Q: Have you always been interested in sustainability?
A: I’ve always been interested in food and the people who produce it. And so my initial training was with food and health, and working with Caribbean migrants who came from the island of Barbados to Atlanta, and working with women in issues about food and health. And that led me to the local foods community in Atlanta and working with a professor who worked with fisheries.
Q: Have you had any interesting experiences so far?
A: [My first round of interviews] were wonderfully diverse.

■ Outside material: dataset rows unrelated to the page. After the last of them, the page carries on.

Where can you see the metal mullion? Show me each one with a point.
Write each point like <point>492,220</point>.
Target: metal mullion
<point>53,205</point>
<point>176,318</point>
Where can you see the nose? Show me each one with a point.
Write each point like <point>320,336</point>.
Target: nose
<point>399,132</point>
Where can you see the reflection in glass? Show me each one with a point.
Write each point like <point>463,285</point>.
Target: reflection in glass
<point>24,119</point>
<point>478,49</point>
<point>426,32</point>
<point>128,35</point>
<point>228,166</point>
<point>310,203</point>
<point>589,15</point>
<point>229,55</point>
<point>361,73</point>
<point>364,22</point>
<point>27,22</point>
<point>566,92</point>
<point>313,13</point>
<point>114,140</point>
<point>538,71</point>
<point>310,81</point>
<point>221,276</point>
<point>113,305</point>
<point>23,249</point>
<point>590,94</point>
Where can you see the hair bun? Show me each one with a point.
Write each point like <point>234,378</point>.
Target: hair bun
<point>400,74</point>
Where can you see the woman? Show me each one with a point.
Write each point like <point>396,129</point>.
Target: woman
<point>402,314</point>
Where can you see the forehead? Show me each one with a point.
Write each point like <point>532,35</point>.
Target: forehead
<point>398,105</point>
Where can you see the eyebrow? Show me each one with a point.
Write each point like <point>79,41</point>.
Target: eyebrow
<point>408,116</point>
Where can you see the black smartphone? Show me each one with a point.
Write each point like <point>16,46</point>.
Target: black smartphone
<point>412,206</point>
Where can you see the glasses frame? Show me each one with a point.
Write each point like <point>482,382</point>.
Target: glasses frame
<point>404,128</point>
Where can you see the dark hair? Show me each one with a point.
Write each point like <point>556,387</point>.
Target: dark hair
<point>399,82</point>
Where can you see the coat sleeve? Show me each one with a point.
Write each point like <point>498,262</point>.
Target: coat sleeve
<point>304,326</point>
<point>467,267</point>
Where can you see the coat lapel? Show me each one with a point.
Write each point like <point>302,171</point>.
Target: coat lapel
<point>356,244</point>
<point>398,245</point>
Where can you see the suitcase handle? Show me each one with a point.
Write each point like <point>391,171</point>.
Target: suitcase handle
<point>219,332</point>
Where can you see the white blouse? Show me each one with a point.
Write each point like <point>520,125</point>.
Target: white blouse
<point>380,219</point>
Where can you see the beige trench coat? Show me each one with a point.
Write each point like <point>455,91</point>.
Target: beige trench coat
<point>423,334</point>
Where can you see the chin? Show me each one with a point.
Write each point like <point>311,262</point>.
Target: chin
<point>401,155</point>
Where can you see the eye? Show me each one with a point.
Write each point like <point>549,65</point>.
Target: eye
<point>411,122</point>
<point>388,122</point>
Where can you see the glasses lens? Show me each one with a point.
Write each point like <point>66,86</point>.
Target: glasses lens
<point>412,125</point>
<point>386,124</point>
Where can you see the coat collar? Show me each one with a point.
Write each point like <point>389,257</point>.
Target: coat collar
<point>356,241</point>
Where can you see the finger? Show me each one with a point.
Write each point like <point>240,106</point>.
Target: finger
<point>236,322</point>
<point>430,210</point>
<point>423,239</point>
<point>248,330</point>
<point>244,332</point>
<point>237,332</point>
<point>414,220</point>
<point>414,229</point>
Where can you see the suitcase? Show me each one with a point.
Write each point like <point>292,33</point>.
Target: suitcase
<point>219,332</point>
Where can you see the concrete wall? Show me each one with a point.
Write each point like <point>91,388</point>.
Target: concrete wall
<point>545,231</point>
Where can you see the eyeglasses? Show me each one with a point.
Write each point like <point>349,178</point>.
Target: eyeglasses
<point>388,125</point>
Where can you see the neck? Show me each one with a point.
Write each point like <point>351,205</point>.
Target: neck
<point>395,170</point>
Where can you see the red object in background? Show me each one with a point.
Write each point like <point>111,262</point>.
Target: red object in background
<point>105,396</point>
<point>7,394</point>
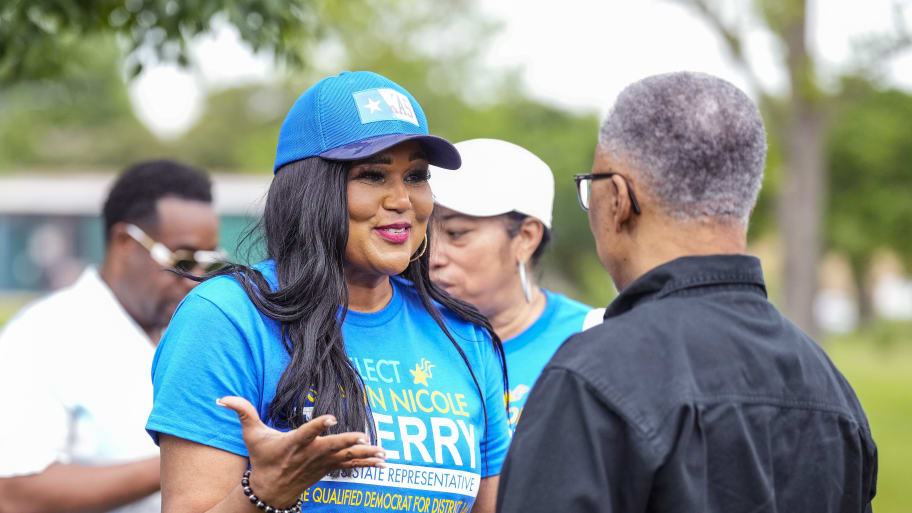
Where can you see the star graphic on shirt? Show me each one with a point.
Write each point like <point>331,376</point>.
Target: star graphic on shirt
<point>372,105</point>
<point>422,372</point>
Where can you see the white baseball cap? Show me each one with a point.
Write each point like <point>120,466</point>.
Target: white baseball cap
<point>496,177</point>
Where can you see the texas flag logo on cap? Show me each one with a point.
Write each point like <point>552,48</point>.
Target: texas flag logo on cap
<point>384,105</point>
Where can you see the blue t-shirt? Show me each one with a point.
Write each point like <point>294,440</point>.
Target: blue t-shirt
<point>426,408</point>
<point>528,352</point>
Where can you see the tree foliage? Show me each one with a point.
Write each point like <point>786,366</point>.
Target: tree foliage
<point>36,34</point>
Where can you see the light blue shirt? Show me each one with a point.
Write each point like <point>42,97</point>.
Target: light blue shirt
<point>528,352</point>
<point>426,409</point>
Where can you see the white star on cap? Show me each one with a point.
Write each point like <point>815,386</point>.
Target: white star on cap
<point>372,105</point>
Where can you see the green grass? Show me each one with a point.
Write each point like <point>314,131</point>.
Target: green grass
<point>878,364</point>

As an anthropologist, you set out to do interviews, and you never really know how things will go or what the situation will be like, and it was rewarding and amusing to me to do the first round of interviews and find myself over one and a half days ranging in situations from a huge bachelor pad in rural Townsend, Georgia to a massive property standing outside in the freezing cold in the rain doing my second interview, and my third one ended on a couch in midtown Savannah.
Q: What should students know about sustainable farming or food production?
A: We need to all be asking where the food we’re eating comes from. That to buy local food is generally more expensive, not because anyone’s getting rich, but because that’s the true cost of food. And then if we want to continue to see food producers in the US, we need to support that.